# New construction rough plumbing layout



## kafanslr (Mar 23, 2005)

I am begining the foundation on my new house and I am having trouble with the layout of the in slab, (Basement) rough plumbing. Mostly due to my inexperiance in the layout process. Any help would be great.

Kyle


----------



## 747 (Jan 21, 2005)

I think the reason no one is responding is because how can they help you out with out seeing the basement first. Just a thought. In the event I was building a new house I would go with pex water lines in stead of copper. More up front cost but less time to install. Installation is cut in half. This is what Rich on This old house always goes with when installing water lines in a new this old house project. The pex is as easy to run as electrical wire I think its awesome. This is what there using on there current project alone with radiant floor heating which is also pex. :Thumbs: :Thumbs:


----------



## Bjd (Dec 19, 2003)

Plan ahead, look at your plans and vision where everything is going to go, then add from there for future events.
Height is a main factor whenever you are doing rough plumbing in slab work, laser and string level is a must.
Measurements have to be on the mark, dead on or you will have problems on the finish.
As to the materails for under ground depends on your local code, check first you do not want to have to do things twice.

bjd


----------



## kafanslr (Mar 23, 2005)

In the plumbing in the basement slab, do I need to maintain the 1/4" per foot fall in the sewage pipes, or just have some slope. My reason for asking is so I can determine at what depth I should put a cross over pipe in my frost footing on the walkout of my basement.

Thanks


----------



## wasdifferent (Dec 18, 2004)

kafanslr said:


> In the plumbing in the basement slab, do I need to maintain the 1/4" per foot fall in the sewage pipes, or just have some slope?

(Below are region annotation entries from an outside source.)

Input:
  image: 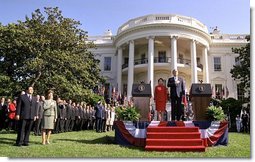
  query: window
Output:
[235,57,241,66]
[215,84,224,99]
[124,57,128,65]
[237,84,245,101]
[179,54,184,64]
[104,57,112,71]
[158,51,166,62]
[213,57,221,71]
[141,54,146,64]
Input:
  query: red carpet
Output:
[145,126,205,152]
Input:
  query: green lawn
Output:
[0,131,251,158]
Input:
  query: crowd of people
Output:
[236,109,250,133]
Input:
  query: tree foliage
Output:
[0,7,103,100]
[230,36,250,98]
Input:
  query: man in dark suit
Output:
[167,70,185,121]
[34,95,45,136]
[15,87,37,146]
[95,101,104,133]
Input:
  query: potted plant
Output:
[206,106,226,121]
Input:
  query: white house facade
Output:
[88,14,248,99]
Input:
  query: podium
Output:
[190,83,212,121]
[132,83,151,121]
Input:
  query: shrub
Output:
[115,106,140,121]
[206,106,226,121]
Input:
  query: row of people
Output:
[0,87,115,146]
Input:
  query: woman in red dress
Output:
[154,78,168,121]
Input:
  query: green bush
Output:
[206,106,226,121]
[115,107,140,121]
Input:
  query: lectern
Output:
[132,83,151,121]
[190,83,212,121]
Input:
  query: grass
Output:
[0,131,251,159]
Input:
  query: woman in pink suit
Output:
[154,78,168,121]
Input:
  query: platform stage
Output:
[114,121,228,151]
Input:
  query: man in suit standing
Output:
[15,87,37,146]
[167,69,185,121]
[95,101,104,133]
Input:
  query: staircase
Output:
[145,126,205,152]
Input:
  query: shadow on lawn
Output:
[55,136,144,150]
[55,136,117,144]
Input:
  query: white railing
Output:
[117,14,208,34]
[211,34,247,40]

What you need to do is hire a plumber, before you f*** this job up. A plumber can do this job in no time, and do it right. I can tell from your questions that you don't know WTF you're doing. If you don't know what pitch to put on the pipes, it tells me that you don't know the code. How do you intend to deal with the main house trap, and the fresh air vent? You're not competent to do this job. Hire someone who is. I'm sorry to be so blunt, but BELIEVE ME I have your best interests at heart.

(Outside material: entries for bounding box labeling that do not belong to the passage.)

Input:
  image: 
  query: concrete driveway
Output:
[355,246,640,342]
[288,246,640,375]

You're trying to do a professional job. Do what a professional would do; call a plumber. That's the way it's done.

I really hope that you follow this advice, and I wish you the best of luck with your new home.

Best regards,
Mike


----------



## Bjd (Dec 19, 2003)

Yea that was kinda blunt, and I would have to agree with Mike.

I do not do my own taxes, you know why? because I know i would screw them up.

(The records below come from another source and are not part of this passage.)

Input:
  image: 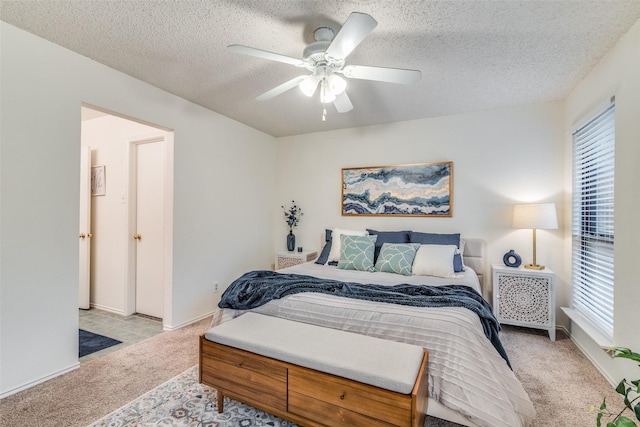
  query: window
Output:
[572,98,615,339]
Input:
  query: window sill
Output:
[560,307,614,350]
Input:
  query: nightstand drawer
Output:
[492,264,556,341]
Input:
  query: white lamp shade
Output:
[513,203,558,230]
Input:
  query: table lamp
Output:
[513,203,558,270]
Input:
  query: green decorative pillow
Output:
[375,243,420,276]
[338,234,378,271]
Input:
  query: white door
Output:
[133,139,165,318]
[78,147,91,310]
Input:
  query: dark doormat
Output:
[78,329,122,357]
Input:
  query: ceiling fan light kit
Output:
[228,12,422,121]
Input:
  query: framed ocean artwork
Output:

Dont be fooled into the idea that this is a simple operation, you must be dead on or its a mess.

BJD


----------



## wasdifferent (Dec 18, 2004)

Bjd said:


> ...Yea that was kinda blunt...


Bjd,
It was really blunt, but I meant kafanslr no harm. I'd hate to see this guy have to jackhammer 4 yds of concrete out because we didn't give him a much needed wake-up call. He is in over his head, and the remedy is not very expensive. I wish that someone had wacked me in the head a couple of times when I had put myself in a similar situation. I hope to see a good ending here, and I hope he gets back to us.

Best regards,


----------